Town hall of Levice
|• Mayor||RNDr. Ján Krtík|
|• Total||60.996 km2 (23.551 sq mi)|
|Elevation||163 m (535 ft)|
|• Density||540/km2 (1,400/sq mi)|
|Time zone||UTC+1 (CET)|
|• Summer (DST)||UTC+2 (CEST)|
Levice (Slovak pronunciation: [ˈleʋitse] ; Hungarian : Léva, Hungarian pronunciation: [ˈleːvɒ] ; German : Lewenz, literally lionesses) is a town in western Slovakia. The town lies on the left bank of the lower Hron river. The Old Slavic name of the town was Leva, which means "the Left One".
The town is located in the north-eastern corner of the Danubian Lowland (Podunajská nížina), 110 kilometres (68 miles) east of Bratislava, 40 kilometres (25 miles) south-east of Nitra, 32 kilometres (20 miles) south-west of Banská Štiavnica, 55 kilometres (34 miles) south-west of Zvolen and 25 kilometres (16 miles) from the border with Hungary.
It is the capital of the Levice District, which is the largest district in Slovakia at 1,551 square kilometres (599 square miles). The town's heraldic animal is lion (in Slovak lev), and the town's colours are green and yellow.
Levice is first mentioned as Leua, one of the villages belonging to the parish of St. Martin's Church in Bratka (Hungarian : Baratka) in 1156. It was part of the comitatus Tekov (Bars).
First attacked by the Turks in 1544, the town was set on fire while the castle was left unharmed. Between 1581 and 1589, the settlement was the seat of the Captaincy of Lower Hungary. The town was held by the Turks for two decades from 1663 to 1685. Under the Ottoman administration Leva was the center of a sandjak, which was part of the Uyvar eyalet.
Ottoman rule came to an end in the summer of 1685, when the Austrian Imperial Army led by General de Souches claimed an important victory at the Battle of Levice, which took place beneath the town's castle.
During the anti-Habsburg revolution of 1709, the fort was blown up by kuruces. After the break-up of Austria-Hungary, the town became a part of Czechoslovakia (confirmed by the Treaty of Trianon in 1920).
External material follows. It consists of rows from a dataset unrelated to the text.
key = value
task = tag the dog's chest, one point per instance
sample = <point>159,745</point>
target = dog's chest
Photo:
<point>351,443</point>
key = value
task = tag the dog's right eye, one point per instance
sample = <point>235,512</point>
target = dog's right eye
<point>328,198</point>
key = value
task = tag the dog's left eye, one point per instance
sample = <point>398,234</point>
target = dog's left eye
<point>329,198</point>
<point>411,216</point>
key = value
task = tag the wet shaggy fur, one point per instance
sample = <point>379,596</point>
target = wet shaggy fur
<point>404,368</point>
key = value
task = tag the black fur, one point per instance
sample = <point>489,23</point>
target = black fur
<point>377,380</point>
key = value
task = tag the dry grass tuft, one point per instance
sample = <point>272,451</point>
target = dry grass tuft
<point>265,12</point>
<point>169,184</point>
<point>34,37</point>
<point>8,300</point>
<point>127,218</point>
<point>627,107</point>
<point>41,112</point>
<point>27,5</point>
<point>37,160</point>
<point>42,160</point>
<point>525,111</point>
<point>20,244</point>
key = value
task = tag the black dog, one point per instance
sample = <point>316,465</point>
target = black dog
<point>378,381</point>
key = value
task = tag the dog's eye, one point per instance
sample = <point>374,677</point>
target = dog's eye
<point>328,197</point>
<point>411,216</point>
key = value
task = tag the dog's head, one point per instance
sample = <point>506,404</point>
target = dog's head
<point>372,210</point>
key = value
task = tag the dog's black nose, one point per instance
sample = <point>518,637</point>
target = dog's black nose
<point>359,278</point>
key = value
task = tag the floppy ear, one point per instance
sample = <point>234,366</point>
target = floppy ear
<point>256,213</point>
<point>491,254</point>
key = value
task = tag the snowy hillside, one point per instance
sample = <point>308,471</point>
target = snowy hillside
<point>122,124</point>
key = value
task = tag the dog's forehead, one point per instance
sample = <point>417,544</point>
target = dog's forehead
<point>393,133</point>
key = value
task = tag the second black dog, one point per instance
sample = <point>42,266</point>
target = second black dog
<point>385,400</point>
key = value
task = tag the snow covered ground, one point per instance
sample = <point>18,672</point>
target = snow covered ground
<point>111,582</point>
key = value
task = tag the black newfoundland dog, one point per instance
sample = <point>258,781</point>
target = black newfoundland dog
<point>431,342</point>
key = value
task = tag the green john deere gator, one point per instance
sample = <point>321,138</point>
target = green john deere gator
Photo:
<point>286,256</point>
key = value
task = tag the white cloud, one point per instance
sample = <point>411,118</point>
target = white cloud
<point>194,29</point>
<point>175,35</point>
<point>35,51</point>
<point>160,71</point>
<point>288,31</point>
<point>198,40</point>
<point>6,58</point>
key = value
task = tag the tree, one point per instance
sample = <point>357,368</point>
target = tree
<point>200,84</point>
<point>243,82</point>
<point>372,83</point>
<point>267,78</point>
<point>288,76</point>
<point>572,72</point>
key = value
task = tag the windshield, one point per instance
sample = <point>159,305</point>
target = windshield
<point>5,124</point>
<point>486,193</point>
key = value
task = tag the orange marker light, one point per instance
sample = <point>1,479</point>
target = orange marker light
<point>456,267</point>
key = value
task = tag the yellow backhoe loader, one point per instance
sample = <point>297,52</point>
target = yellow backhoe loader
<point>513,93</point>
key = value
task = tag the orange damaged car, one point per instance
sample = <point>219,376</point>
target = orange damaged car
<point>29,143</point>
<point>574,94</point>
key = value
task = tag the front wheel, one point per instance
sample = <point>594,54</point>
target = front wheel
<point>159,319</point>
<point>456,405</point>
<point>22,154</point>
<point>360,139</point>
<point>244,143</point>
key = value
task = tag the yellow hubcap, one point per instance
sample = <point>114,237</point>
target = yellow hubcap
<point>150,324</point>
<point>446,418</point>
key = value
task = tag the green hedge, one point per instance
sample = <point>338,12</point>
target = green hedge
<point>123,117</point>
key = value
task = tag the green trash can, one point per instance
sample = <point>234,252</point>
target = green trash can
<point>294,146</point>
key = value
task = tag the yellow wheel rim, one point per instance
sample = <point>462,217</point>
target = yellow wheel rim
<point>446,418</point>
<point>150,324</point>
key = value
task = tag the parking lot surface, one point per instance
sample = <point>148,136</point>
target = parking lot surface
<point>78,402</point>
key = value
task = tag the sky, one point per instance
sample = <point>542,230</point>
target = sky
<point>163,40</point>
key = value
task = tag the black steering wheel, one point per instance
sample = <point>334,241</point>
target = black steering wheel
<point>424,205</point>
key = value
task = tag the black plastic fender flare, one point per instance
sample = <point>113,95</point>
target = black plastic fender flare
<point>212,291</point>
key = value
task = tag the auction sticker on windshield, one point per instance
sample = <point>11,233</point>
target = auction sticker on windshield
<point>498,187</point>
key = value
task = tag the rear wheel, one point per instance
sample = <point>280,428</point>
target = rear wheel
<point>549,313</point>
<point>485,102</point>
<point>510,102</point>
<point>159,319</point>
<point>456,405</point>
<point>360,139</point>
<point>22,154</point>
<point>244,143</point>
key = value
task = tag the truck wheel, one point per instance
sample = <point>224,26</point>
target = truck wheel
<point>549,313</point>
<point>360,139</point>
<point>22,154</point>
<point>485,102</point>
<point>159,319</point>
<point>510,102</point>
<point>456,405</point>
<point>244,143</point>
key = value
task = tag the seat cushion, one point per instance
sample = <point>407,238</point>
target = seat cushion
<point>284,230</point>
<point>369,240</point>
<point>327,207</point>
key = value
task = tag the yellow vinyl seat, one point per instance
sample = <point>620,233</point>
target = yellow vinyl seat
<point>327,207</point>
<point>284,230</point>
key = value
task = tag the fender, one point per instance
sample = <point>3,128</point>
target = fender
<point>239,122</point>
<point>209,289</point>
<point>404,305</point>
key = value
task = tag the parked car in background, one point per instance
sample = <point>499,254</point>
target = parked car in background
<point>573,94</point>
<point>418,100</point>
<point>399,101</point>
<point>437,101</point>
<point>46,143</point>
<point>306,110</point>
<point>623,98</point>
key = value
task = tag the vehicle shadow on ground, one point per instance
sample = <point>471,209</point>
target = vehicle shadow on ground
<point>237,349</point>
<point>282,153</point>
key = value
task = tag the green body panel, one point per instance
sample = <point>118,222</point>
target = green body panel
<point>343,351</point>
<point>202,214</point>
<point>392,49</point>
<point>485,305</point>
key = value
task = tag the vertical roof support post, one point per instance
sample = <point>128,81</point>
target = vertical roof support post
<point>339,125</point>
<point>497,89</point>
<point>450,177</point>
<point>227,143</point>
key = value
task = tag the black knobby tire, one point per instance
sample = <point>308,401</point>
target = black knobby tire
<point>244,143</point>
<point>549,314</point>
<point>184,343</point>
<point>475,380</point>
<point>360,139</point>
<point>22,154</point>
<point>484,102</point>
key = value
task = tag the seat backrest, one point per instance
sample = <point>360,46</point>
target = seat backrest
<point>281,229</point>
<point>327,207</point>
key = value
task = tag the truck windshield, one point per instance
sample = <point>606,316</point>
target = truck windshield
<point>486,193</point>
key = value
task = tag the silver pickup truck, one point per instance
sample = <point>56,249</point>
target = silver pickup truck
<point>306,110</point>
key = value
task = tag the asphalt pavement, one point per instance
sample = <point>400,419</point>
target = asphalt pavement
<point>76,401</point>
As part of the breakup of Czechoslovakia under the Munich Agreement in World War II, the town again belonged to Hungary from 1938 to 1945. At the end of the Second World War it was returned to the restored Czechoslovakia. In 1993 it became part of present-day Slovakia.
It was the hometown of Hungarian-American Eugene Fodor (1905–1991), the founder of Fodor's travel book company.
Census 2011: 34.844 inhabitants (100%)
Roman Catholic (majority), Reformed Protestant (Calvinist), Moravian Brethren (the biggest congregation in Slovakia), Lutheran, Baptist, Old Catholic Church, Adventist of the 7th Day, Modrý kríž (Blue Cross), several Charismatic and Pentecostal communities, Jehovah's Witnesses, Muslim community (non-practising), Jewish community (non-practising), atheists
Textiles, cosmetics, furniture, products from locally obtained Golden Onyx, machinery and construction components, cereals, meat, eggs, dairy products, soft drinks, malt, wine (Levická frankovka is a trademark for locally produced red-wine). One of Slovakia's two nuclear power plants is in Mochovce, 12 kilometres (7.5 miles) north-west of Levice.
There are 8 elementary schools (7 secular including 1 Hungarian, and 1 Roman Catholic school), Gymnazium Andreja Vrabla, a general High School, a Hungarian Calvinist High School (Lyceum), a Business Academy, a Pedagogical and Social Academy, a Secondary Technical School, a Secondary Agricultural School and various apprentice schools.
Levice is the birthplace of geographer Kálmán Kittenberger (1881–1958).